Как-то раз, день уже клонился к вечеру, я подняла глаза от пишущей машинки и вздрогнула. В дверях стоял мальчик, а с ним рядом мой пойнтер, мой сотоварищ — он не подал голоса, не предупредил меня. На вид мальчику было лет двенадцать, но ростом он был не по возрасту мал. На нем были рабочие брюки, драная рубашка, и он был бос.

— Сегодня я смогу поколоть дрова, — сказал он.

— Но я жду мальчика из приюта, — сказала я.

— Это я и есть.

— Ты? Такой маленький?

— А что он, рост? Есть мальчики вон какие большие, а дрова колоть не умеют. Ну а я уж давно колю дрова для приюта, — сказал он.

Я представила себе изуродованные сучья, которые не уложишь в очаг. Я была углублена в работу и не склонна вести разговор. Я ответила несколько резковато:

— Хорошо. Вон топор. Действуй как умеешь.

Я закрыла дверь и вновь занялась работой. Сперва меня раздражал шум, с каким мальчик перетаскивал хворост. Потом он начал рубить. Удары падали ритмично и ровно, и вскоре я забыла про него, а звук топора не мешал работе, как не мешает работе спокойный шум дождя. Наверно, так прошло часа полтора, потому что, когда я оторвалась от рукописи и, потянувшись, услышала на крыльце шаги мальчика, солнце уже скатывалось за самую дальнюю гору, а долины окрасились пурпуром чуть погуще, чем только от астр.

Мальчик сказал:

— Теперь мне пора на ужин. Я могу прийти опять завтра вечером.

— Я сейчас же и расплачусь с тобой, — сказала я, думая про себя, что, пожалуй, мне все же придется попросить, чтобы прислали мальчика повзрослее. — Десять центов за час достаточно?

— Сколько дадите, столько и хватит.

Мы вместе прошли за хижину.
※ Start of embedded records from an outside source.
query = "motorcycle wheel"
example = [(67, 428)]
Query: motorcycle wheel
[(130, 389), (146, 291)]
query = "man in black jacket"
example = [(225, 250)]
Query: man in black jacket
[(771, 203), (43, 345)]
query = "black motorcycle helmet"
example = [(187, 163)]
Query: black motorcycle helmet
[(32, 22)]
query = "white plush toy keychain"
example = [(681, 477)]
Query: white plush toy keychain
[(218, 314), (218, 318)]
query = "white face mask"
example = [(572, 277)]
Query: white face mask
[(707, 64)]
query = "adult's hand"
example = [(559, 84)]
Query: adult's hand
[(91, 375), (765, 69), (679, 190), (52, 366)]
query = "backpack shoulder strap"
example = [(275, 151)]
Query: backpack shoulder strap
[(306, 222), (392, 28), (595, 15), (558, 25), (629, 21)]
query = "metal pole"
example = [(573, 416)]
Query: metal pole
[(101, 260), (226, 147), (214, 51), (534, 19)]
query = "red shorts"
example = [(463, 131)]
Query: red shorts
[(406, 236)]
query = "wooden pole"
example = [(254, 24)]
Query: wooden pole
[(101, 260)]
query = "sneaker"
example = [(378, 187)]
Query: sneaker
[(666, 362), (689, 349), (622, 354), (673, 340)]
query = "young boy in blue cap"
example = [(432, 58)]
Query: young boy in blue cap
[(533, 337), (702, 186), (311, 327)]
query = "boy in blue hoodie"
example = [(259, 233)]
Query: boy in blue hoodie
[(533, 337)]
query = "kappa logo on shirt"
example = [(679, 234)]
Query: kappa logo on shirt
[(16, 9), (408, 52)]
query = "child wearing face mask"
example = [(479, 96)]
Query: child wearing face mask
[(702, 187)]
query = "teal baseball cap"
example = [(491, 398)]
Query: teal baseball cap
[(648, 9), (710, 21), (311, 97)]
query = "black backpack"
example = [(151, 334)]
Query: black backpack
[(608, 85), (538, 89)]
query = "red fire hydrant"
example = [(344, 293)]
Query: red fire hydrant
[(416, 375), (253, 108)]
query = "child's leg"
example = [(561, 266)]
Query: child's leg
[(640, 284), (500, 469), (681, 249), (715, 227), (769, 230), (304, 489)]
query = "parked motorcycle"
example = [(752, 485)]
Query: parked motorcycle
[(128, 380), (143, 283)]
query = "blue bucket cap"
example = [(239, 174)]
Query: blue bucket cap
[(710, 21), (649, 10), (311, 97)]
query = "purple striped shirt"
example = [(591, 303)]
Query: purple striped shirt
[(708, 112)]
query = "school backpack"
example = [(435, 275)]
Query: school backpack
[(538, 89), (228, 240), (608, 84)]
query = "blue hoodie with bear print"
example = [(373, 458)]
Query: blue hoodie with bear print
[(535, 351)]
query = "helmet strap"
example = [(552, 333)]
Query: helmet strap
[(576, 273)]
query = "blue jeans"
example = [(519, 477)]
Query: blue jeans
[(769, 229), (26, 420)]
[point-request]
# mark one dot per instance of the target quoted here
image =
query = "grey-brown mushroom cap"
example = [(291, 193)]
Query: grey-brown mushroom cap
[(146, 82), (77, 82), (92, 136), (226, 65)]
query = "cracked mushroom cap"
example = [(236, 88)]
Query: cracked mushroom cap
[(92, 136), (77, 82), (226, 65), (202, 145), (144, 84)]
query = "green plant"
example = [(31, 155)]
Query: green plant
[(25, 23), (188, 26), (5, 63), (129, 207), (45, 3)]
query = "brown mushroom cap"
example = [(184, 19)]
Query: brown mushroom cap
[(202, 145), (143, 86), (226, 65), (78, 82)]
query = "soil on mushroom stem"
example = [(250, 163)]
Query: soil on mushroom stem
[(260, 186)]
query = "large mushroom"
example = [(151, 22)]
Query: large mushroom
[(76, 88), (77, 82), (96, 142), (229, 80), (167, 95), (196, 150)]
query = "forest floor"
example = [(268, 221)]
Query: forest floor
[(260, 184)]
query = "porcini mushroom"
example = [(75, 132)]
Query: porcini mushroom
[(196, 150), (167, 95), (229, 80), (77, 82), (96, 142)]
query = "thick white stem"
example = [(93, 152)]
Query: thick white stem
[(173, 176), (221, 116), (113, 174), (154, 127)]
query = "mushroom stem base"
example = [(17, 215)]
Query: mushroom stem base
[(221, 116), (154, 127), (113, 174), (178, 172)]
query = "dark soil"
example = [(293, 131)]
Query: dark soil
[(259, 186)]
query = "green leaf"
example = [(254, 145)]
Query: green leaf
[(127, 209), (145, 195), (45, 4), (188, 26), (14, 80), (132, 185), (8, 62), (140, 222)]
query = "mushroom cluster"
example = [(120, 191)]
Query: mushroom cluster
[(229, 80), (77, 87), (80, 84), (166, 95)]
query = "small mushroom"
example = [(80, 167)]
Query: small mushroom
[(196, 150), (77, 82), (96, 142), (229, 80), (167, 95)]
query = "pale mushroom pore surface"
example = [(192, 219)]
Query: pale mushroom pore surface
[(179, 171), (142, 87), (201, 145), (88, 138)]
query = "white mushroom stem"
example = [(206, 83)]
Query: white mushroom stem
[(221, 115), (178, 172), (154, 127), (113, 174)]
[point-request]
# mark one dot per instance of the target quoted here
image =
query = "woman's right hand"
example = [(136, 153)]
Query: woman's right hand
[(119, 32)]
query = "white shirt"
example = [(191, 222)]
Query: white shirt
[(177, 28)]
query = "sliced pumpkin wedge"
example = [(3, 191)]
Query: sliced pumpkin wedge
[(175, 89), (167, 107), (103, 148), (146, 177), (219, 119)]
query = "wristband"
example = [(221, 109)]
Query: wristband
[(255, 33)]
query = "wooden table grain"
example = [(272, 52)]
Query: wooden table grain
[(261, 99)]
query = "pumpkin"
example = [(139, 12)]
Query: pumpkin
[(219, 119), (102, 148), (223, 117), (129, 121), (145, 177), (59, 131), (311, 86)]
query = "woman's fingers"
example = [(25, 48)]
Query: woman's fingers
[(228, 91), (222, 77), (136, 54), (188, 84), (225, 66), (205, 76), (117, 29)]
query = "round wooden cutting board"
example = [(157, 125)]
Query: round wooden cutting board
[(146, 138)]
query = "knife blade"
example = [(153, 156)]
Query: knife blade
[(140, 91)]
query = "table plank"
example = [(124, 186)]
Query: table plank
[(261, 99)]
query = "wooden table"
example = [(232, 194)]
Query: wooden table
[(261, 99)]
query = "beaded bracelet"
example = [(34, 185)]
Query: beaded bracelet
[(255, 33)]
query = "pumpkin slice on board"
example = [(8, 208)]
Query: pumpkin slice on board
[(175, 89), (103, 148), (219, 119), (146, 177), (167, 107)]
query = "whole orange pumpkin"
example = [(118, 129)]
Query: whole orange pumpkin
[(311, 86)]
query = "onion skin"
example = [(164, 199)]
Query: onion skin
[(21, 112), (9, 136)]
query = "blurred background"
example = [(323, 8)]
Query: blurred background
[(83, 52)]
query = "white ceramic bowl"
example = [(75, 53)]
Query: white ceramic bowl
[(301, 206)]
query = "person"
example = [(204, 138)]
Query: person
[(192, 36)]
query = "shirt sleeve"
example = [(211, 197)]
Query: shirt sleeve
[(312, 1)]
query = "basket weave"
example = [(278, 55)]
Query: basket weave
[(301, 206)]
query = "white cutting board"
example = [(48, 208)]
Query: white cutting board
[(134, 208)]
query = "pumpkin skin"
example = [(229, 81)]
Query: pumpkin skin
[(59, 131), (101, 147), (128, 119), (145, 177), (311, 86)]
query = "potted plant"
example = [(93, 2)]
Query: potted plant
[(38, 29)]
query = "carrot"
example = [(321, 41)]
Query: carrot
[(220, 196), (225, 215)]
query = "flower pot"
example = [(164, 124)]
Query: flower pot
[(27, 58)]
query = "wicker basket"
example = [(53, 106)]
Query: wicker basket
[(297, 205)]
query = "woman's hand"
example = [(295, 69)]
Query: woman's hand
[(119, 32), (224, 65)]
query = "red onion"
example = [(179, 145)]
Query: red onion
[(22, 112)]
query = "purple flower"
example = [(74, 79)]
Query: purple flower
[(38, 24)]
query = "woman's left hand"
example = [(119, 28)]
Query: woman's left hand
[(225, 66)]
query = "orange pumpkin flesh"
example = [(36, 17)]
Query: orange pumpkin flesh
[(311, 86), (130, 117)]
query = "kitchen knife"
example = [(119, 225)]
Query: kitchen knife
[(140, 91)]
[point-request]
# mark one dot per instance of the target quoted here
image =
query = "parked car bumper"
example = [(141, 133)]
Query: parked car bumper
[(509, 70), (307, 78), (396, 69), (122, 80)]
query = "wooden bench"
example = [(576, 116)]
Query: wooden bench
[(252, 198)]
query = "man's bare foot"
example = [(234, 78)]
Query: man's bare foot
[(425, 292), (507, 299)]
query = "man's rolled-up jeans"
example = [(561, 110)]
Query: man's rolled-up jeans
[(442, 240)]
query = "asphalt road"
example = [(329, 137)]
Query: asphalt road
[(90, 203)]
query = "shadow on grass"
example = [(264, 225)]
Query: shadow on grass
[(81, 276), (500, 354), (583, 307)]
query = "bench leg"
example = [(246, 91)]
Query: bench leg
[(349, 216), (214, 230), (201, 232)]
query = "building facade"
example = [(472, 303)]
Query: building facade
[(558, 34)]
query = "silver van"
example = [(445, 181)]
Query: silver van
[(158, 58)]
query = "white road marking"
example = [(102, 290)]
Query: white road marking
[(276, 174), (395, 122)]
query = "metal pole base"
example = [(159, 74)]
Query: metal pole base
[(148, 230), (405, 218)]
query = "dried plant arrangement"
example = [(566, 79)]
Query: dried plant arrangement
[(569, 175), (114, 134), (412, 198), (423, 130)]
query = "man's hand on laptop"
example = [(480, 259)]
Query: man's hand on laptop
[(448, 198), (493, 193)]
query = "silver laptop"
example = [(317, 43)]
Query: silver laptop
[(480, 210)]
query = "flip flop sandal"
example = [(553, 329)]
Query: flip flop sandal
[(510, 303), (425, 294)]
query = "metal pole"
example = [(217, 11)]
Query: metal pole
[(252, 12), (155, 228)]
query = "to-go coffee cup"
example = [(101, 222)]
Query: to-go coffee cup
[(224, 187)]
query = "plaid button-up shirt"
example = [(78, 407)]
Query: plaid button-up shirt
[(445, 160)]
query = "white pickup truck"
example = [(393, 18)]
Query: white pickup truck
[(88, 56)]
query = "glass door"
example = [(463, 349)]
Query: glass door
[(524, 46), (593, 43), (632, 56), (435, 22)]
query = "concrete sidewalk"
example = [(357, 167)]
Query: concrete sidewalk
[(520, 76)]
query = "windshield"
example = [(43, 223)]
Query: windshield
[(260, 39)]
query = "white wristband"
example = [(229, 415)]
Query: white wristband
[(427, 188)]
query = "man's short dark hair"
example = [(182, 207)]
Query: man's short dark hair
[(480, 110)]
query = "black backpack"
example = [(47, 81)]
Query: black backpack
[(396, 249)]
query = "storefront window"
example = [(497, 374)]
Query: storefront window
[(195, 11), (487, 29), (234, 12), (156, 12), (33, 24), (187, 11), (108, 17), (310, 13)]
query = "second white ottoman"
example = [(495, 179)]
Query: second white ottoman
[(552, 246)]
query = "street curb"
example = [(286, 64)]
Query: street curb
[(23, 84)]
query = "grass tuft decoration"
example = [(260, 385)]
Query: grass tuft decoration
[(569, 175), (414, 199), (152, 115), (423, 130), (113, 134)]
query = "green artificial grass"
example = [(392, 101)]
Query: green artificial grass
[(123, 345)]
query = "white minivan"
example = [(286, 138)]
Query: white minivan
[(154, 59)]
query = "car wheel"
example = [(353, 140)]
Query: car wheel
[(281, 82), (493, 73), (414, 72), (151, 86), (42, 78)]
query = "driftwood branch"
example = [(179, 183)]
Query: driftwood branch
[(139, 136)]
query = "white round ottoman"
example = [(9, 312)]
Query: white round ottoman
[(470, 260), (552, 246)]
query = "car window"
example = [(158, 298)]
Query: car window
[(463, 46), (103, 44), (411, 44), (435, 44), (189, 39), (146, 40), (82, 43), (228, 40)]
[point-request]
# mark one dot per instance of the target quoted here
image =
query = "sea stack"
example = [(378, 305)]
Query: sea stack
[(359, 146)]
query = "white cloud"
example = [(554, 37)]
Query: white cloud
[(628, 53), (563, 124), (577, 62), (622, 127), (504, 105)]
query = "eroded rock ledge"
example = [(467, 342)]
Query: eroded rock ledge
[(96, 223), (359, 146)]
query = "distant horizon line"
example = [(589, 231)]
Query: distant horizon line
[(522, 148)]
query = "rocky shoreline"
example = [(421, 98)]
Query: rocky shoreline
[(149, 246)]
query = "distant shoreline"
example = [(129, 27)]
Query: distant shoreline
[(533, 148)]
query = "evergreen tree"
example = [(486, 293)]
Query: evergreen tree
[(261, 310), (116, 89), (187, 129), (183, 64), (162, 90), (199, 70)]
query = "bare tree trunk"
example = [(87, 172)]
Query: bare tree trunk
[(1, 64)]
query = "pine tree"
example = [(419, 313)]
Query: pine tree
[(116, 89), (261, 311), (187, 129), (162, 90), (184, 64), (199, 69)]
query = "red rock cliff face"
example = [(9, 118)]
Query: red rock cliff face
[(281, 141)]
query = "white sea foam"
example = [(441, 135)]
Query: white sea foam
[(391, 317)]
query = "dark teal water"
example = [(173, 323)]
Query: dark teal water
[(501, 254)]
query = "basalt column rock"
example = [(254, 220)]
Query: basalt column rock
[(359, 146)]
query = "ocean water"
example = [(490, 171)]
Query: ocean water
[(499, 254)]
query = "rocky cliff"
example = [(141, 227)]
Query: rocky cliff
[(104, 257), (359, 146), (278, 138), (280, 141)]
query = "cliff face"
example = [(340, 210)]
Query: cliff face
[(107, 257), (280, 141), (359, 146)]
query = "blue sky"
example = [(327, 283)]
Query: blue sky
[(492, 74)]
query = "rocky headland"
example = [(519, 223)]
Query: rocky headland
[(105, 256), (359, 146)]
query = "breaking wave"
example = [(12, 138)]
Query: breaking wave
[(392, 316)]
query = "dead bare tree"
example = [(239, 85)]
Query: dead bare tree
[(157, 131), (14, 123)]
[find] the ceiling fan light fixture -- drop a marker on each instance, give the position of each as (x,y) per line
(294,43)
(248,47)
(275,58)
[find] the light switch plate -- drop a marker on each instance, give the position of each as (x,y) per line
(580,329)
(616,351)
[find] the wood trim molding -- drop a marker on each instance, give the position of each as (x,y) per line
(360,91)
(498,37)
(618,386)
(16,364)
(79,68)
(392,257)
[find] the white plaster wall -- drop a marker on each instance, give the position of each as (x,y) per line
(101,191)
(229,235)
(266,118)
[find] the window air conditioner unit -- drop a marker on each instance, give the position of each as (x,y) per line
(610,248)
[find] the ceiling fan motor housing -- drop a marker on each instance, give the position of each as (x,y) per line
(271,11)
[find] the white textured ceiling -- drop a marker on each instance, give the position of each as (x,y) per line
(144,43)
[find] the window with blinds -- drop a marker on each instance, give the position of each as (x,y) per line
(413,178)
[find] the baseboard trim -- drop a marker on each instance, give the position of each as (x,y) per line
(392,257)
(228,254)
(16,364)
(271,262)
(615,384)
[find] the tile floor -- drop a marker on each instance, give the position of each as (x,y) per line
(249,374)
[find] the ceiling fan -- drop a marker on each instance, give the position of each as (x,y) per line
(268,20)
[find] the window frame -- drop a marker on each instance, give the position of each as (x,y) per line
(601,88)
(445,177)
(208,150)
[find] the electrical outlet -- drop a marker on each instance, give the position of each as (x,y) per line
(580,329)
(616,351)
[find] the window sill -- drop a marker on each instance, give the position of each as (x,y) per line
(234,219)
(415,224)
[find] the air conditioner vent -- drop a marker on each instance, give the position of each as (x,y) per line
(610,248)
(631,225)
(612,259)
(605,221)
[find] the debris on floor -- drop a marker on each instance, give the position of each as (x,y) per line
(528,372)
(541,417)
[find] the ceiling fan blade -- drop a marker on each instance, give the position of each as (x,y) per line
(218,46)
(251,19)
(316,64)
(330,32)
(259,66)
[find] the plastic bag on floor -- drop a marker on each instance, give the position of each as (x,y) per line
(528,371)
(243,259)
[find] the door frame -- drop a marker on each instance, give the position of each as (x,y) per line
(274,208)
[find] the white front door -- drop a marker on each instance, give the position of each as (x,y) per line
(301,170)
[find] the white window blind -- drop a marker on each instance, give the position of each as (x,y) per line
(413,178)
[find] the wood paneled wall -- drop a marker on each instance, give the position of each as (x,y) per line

Дров — неподатливого дерева — было нарублено невероятно много. Тут были вишневые плахи и толстые корни рододендрона, чурбаки от неиспользованных сосновых и дубовых бревен, оставшихся после постройки хижины.

— Да ты за настоящего мужчину поработал, — сказала я. — На эту поленницу любо-дорого глядеть.

Я посмотрела на него, по сути сказать, в первый раз. У него были волосы цвета кукурузных снопов, прямой взгляд и глаза как небо в горах, когда собирается дождь, — серые, с той сверхъестественной просинью. При моих словах он весь просиял, словно закатное солнце во славе своей коснулось его тем же рассеянным светом, каким касалось гор. Я дала ему четверть доллара.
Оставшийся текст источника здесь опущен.